男は公園の片隅で自殺。女も山の中で自殺しているのが見つかり、妙子さんの行方を知る手がかりは途絶えた。

高橋幸夫さん:
せめて遺骨だけでも戻ってくることを、僕は望んでいる。ここまでやったんだよ、妙子。だから許して。見つからなくても。ここまでやったよと言ってやりたい

高橋さんと妙子さんが結婚したのは1972年。3人の子どもは独立し、老後は夫婦水入らずで旅行する計画だった。自宅には、事件当日に妙子さんがたたんだ洗濯物がずっとそのままにしてあった。

高橋幸夫さん:
片づけることは、自分の手で妙子をこの世からなくすような感じがする

事件当日、妙子さんがたたんだ洗濯物
事件当日、妙子さんがたたんだ洗濯物

妙子さんの帰りを待つ日々、それも終わりが近づいていた。
事件から6年後、高橋さんは津山市を離れ、独立した子どもたちに近い神戸市に移り住んだ。

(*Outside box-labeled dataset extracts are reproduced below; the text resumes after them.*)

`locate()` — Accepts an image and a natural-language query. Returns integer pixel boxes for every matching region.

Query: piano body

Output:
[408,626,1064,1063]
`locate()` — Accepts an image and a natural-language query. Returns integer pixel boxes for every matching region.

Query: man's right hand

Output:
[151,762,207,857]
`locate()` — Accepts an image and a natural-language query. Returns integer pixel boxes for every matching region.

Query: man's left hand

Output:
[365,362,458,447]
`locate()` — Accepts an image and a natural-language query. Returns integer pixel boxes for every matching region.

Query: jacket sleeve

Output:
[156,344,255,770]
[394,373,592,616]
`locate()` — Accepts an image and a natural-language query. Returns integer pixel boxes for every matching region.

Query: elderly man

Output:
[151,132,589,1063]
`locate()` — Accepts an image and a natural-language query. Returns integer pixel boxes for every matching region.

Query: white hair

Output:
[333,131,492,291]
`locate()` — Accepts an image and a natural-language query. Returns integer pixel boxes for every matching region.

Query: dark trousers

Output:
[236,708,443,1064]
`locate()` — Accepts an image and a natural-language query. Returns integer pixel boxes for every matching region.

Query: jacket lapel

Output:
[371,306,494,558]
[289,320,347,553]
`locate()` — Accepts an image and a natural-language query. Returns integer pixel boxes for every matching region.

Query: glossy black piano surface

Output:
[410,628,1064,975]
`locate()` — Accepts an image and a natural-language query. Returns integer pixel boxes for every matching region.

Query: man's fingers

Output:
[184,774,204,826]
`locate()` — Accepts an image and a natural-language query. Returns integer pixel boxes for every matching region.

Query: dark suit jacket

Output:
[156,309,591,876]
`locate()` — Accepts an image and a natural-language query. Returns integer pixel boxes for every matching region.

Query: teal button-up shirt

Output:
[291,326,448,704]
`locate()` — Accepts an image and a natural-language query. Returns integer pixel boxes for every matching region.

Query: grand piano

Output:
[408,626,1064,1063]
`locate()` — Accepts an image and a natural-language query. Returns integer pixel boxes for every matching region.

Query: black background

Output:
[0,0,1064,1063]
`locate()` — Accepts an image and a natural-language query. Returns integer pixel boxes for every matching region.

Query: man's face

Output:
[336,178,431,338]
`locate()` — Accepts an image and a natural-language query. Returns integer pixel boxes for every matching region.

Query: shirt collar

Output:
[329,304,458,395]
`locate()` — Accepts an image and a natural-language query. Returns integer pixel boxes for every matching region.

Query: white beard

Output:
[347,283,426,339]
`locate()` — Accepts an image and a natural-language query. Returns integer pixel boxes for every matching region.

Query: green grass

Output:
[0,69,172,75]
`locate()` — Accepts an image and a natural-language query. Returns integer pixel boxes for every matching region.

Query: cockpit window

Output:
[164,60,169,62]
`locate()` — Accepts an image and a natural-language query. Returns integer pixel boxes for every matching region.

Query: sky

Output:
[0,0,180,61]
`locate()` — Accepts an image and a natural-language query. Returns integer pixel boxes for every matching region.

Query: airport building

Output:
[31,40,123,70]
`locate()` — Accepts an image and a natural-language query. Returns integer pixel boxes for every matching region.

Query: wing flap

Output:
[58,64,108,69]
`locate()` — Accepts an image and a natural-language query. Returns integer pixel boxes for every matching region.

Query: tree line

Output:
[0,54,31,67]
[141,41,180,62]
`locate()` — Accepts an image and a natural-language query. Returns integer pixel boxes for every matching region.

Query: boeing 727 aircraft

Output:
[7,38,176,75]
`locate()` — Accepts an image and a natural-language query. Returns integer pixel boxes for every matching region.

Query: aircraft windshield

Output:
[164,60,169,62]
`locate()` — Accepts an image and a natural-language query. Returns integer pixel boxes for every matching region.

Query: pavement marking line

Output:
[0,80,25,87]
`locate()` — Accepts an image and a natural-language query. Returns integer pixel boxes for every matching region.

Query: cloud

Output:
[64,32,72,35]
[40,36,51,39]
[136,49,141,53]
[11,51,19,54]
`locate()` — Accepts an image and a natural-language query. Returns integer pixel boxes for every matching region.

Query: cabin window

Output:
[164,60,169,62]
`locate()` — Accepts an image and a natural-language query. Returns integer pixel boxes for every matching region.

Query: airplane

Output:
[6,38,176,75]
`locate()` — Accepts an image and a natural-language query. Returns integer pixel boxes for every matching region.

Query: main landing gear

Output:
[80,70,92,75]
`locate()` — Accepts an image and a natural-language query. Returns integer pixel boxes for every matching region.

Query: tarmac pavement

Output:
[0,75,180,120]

裁判所に妙子さんの失踪宣告を申し立て、法律上亡くなったことにした。

高橋幸夫さん:
生きている妙子という、僕の生き方から限界を感じてきた

事件の捜査は、容疑者の死を境に行き詰まり、妙子さんの行方はわからないまま。年月が経つに連れ、事件があったことすら知らない人も増えてきた。

夫婦の最後を自らの手で…

事件から20年。高橋さんは今、介護付きの高齢者住宅に身を寄せている。2022年で79歳になった。

高橋幸夫さん:
ここが終のすみか。それまでの間に、早く遺骨を僕の手元に戻してほしい

部屋には思い出の写真が飾られていた。終のすみかで思うのは、残された時間と妙子さんのこと。

高橋幸夫さん:
うちの女房は苦しんだことは事実だと思う。怖かったと思う。まだ生きたいと思ったろうし、僕の手で妙子の人生を見届けて、最後に閉めてやって、僕も閉める。今の僕の願い

妙子さんを自ら弔って、夫婦の最後を迎える。高橋さんは今、そう願っている。